From Figure 3, closed depressions in the landscape are typically areas where water can accumulate, often forming small ponds or wetlands. These depressions can serve as natural collection points for precipitation, allowing water to slowly infiltrate into the underlying aquifers and also to explode a vegetation patch. Understanding the geological characteristics of an area is essential for assessing its groundwater recharge potential. Geological surveys, hydrogeological studies, and the analysis of aquifer properties provide valuable insights into the role of rocks in groundwater recharge. Close depression maps are useful for evaluating geomorphological diversity and can be integrated into geomorphological maps as part of a geodiversity inventory [55]. Geodiversity assessments help in understanding the geological and geomorphological richness of a region. A commonly used form of the closed depression index is as follows:

$$CDI=z_s-z_p$$

(1)

where Z_s = elevation of the lowest saddle or spill point surrounding the depression, stands for the elevation of the pit or lowest point inside the depression. This difference gives the depth of the depression before it can overflow. In some GIS-based implementations, CDI is computed over raster cells, and a threshold is used to filter out insignificant depressions (e.g., noise due to DEM resolution). To secure the representativeness of CDI index, the domain was “filled” using the Planchon–Darboux fill algorithm. The method applied is based on a radically different approach that first adds a thick layer of water over all the DEM and then drains excess water [56].
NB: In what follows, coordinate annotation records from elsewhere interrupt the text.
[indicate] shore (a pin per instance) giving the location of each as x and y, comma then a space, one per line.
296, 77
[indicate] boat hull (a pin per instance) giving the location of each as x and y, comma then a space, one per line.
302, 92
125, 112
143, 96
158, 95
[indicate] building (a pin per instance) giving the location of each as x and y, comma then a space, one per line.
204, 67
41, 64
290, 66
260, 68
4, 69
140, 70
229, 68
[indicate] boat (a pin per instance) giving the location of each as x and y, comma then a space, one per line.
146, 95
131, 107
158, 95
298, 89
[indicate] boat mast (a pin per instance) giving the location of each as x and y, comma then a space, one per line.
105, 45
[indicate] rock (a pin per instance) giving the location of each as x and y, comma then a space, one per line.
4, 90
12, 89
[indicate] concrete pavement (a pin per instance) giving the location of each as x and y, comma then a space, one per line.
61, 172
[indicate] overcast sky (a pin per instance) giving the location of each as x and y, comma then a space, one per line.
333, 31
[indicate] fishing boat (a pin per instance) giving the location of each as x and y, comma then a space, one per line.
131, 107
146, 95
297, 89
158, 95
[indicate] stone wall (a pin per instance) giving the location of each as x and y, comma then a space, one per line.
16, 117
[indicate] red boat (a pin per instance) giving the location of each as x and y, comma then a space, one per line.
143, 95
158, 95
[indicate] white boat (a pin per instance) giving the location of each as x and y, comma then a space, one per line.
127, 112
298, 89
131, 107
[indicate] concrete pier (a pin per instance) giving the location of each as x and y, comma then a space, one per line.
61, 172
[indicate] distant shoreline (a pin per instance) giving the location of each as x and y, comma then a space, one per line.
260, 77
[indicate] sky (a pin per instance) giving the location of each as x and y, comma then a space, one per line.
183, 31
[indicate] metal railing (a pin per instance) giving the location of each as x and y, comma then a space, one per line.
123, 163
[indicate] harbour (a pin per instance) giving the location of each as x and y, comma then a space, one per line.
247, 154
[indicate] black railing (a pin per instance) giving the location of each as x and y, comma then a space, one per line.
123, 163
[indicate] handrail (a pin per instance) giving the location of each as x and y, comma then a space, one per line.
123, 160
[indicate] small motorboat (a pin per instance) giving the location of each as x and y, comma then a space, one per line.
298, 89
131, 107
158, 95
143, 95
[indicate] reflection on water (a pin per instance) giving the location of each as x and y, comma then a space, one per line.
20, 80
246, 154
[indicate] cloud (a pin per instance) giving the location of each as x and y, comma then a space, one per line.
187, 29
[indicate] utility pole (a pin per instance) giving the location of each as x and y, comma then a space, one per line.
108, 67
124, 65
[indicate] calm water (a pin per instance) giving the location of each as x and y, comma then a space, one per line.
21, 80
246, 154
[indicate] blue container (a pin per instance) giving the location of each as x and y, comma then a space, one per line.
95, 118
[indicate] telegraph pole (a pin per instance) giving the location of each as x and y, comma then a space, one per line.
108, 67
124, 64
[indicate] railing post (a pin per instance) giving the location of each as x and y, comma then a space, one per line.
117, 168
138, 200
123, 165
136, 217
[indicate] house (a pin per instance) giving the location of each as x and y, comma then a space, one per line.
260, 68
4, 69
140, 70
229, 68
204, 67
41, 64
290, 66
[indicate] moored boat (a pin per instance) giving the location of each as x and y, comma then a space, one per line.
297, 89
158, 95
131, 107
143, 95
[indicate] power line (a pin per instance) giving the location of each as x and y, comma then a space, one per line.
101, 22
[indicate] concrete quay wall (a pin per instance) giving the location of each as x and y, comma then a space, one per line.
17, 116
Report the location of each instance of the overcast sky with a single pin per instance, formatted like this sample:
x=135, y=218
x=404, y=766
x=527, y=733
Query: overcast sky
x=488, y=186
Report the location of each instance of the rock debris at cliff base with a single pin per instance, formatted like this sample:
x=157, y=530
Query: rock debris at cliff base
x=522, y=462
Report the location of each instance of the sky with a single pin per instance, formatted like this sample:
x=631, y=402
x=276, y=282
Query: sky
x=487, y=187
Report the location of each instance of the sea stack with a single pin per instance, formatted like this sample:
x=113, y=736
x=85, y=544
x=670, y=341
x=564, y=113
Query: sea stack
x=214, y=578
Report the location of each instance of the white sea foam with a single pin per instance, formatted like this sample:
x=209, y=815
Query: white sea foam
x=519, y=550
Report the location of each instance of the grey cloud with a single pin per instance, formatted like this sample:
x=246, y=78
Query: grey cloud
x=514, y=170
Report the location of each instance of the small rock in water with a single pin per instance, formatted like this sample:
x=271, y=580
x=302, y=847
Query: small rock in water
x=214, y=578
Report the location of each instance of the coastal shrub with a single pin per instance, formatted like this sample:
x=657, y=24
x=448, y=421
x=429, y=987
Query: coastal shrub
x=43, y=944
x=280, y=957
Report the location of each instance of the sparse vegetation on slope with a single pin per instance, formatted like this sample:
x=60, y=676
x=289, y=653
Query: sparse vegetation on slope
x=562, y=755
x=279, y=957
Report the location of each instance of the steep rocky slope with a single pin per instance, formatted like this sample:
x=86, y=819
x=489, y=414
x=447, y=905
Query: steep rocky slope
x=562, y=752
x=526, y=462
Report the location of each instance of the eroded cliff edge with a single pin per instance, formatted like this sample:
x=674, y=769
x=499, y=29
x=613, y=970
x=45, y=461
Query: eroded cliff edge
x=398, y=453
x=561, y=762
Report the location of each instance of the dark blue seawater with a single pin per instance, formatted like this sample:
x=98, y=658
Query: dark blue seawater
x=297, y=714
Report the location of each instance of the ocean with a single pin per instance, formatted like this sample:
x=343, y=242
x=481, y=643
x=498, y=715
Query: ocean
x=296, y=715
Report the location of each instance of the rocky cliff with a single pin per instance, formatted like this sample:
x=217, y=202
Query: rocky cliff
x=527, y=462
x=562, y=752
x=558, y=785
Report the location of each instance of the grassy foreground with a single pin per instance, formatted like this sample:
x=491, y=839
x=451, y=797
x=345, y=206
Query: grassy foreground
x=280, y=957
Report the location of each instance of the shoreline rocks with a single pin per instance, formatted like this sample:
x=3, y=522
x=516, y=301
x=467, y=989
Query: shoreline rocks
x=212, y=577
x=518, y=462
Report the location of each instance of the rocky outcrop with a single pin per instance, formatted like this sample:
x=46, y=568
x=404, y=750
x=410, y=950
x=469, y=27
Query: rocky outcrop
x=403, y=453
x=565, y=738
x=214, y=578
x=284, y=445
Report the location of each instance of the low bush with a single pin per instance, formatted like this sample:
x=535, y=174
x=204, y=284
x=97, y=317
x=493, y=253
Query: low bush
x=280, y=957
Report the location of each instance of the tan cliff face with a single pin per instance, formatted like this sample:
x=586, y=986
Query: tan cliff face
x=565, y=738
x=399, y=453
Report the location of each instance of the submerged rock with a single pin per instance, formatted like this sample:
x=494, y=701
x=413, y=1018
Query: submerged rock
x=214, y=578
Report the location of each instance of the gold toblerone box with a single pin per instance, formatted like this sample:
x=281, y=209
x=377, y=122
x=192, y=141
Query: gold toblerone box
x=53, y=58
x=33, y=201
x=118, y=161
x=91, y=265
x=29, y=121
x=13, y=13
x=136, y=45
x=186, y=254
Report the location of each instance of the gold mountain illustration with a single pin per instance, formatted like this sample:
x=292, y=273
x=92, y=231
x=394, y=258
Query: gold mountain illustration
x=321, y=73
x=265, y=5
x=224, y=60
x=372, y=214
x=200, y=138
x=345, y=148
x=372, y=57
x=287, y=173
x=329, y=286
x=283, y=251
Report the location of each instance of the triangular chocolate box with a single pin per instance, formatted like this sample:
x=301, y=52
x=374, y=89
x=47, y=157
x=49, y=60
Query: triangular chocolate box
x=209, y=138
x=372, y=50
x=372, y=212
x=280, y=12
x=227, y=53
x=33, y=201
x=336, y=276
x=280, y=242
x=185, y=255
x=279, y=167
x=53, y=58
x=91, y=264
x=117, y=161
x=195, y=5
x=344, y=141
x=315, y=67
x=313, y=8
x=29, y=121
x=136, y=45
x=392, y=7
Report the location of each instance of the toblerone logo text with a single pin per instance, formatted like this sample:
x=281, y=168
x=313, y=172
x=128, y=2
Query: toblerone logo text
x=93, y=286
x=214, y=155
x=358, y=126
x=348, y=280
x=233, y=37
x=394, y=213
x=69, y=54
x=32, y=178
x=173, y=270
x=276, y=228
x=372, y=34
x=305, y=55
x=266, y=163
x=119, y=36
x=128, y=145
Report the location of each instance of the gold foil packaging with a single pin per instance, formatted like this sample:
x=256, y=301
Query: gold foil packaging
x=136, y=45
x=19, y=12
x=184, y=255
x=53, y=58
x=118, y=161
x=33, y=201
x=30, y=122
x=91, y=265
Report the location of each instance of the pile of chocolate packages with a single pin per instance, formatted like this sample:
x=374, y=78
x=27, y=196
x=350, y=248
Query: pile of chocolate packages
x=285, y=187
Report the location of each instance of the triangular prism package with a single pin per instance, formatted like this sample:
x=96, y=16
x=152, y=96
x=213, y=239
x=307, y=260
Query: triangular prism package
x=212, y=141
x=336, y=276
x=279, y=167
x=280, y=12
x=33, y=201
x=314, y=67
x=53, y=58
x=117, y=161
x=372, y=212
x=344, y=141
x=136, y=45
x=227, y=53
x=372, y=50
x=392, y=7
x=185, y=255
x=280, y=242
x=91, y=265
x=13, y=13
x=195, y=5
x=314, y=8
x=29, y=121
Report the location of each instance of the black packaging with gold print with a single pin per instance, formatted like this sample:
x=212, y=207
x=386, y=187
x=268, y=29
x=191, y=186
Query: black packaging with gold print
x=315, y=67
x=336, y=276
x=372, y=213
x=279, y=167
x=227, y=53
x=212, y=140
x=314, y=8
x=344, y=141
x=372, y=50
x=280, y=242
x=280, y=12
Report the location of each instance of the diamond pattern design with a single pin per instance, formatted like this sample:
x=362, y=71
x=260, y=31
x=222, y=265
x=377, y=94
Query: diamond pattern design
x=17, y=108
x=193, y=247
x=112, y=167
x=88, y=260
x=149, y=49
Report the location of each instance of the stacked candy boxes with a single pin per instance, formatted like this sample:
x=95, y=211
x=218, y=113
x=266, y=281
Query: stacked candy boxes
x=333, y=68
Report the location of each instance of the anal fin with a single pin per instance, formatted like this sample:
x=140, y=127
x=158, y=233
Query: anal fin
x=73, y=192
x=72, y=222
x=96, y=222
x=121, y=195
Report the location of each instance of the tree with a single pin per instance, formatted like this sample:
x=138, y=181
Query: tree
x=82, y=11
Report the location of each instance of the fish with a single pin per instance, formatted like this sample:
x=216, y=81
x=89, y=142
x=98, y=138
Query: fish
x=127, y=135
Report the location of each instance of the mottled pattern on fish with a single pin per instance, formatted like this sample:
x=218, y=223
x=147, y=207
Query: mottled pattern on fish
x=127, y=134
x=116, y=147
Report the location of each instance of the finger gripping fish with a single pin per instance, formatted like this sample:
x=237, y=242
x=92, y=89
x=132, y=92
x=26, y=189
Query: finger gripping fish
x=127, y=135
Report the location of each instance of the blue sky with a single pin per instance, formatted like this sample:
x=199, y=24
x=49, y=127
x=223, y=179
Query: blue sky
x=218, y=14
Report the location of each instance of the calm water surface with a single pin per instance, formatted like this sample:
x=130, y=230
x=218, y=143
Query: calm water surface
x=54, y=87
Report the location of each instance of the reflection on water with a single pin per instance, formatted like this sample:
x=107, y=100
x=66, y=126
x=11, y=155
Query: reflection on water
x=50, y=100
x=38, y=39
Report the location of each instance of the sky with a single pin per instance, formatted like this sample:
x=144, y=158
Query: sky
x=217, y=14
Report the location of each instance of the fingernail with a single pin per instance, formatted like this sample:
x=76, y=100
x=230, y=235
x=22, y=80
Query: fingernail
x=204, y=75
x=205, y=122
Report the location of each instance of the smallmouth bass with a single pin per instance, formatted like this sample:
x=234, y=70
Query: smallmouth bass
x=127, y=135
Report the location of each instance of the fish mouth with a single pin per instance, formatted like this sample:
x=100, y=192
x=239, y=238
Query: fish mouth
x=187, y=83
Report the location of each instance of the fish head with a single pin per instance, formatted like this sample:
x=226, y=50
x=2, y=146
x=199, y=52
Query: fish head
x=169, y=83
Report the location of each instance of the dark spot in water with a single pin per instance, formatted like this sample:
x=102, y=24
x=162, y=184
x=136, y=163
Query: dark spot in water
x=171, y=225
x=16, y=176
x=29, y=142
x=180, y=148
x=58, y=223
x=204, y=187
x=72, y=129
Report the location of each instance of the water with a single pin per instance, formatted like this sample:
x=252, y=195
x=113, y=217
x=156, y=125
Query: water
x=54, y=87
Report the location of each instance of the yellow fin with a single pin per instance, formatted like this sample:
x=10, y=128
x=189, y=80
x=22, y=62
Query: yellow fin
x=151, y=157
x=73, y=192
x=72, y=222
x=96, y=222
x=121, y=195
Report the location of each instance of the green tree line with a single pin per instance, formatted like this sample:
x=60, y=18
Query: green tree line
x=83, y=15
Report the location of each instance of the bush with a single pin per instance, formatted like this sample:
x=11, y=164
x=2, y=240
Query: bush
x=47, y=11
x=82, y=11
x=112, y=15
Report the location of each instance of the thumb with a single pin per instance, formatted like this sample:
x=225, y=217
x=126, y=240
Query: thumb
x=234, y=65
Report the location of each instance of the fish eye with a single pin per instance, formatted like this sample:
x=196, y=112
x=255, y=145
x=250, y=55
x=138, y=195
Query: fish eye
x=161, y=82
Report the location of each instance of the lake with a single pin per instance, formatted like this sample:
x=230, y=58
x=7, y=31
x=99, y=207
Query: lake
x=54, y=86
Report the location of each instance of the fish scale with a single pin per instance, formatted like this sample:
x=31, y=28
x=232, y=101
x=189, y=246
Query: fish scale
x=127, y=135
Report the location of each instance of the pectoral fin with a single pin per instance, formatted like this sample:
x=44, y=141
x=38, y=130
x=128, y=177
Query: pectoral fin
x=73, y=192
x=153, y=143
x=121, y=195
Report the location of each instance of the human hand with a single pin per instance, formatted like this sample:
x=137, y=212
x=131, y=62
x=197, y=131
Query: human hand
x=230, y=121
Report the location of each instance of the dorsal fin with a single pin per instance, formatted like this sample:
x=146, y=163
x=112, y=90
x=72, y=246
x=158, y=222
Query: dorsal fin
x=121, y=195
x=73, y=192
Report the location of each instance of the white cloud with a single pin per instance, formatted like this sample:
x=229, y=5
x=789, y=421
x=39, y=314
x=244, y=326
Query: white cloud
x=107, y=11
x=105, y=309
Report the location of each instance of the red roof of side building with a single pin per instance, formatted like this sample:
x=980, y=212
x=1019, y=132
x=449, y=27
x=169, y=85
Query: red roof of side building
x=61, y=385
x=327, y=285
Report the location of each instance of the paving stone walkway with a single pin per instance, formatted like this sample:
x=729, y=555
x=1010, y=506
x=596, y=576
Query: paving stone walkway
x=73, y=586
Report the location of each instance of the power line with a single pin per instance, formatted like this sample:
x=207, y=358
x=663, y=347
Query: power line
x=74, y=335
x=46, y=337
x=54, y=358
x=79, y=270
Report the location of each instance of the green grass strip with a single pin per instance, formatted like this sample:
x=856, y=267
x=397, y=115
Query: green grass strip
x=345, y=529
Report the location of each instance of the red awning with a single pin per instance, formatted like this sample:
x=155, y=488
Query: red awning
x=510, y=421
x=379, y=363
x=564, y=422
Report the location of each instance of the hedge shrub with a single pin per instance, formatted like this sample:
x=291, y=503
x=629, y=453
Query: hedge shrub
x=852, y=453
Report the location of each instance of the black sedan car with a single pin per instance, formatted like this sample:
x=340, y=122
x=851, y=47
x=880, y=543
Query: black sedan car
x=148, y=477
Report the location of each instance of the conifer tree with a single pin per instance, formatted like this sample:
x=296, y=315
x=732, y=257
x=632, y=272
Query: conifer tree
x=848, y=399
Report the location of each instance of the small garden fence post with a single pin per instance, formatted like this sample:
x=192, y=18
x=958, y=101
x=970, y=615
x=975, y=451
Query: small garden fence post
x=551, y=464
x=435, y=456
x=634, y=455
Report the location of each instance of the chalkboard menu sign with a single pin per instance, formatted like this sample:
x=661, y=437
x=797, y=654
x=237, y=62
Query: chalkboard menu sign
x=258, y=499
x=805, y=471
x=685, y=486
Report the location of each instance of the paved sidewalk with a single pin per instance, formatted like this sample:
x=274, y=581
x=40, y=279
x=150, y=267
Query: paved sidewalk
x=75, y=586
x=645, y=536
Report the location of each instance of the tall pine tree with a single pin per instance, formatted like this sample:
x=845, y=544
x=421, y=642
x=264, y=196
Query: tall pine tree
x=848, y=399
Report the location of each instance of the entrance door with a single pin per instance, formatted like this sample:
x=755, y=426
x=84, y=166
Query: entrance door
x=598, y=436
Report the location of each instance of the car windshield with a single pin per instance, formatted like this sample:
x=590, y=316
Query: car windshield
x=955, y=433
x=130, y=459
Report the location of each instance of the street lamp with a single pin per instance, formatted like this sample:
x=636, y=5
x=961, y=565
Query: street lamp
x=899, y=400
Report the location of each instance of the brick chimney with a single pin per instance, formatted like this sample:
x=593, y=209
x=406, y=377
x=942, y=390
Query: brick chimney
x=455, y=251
The convergence index (CI) also known as topographic wetness index (TWI) in certain contexts, is slightly different (Figure 4). The CI is designed to quantify how much terrain converges or diverges at a specific point—i.e., how likely it is for water to accumulate or disperse there. A high convergence stands for valleys, channels, and potential flow accumulation zones, whilst low or negative convergence represent ridges, hilltops, or dispersal zones. A general form of CI is as follows:

$$CI=-{\displaystyle \frac{{\partial }^{2}z}{{\partial x}^2}}-{\displaystyle \frac{{\partial }^{2}z}{{\partial y}^2}}$$

(2)

This is effectively the Laplacian of the elevation field z, representing the second spatial derivative. In essence, it measures curvature: whether a surface is bowl-shaped (positive convergence) or dome-shaped (negative convergence).

The convergence index is a measure that indicates how surface water flows or converges within a particular area. A high convergence index suggests that water is likely to flow toward a central point, which can be indicative of potential recharge areas.

The LAI is a dimensionless quantity that represents the leaf surface area per unit ground area.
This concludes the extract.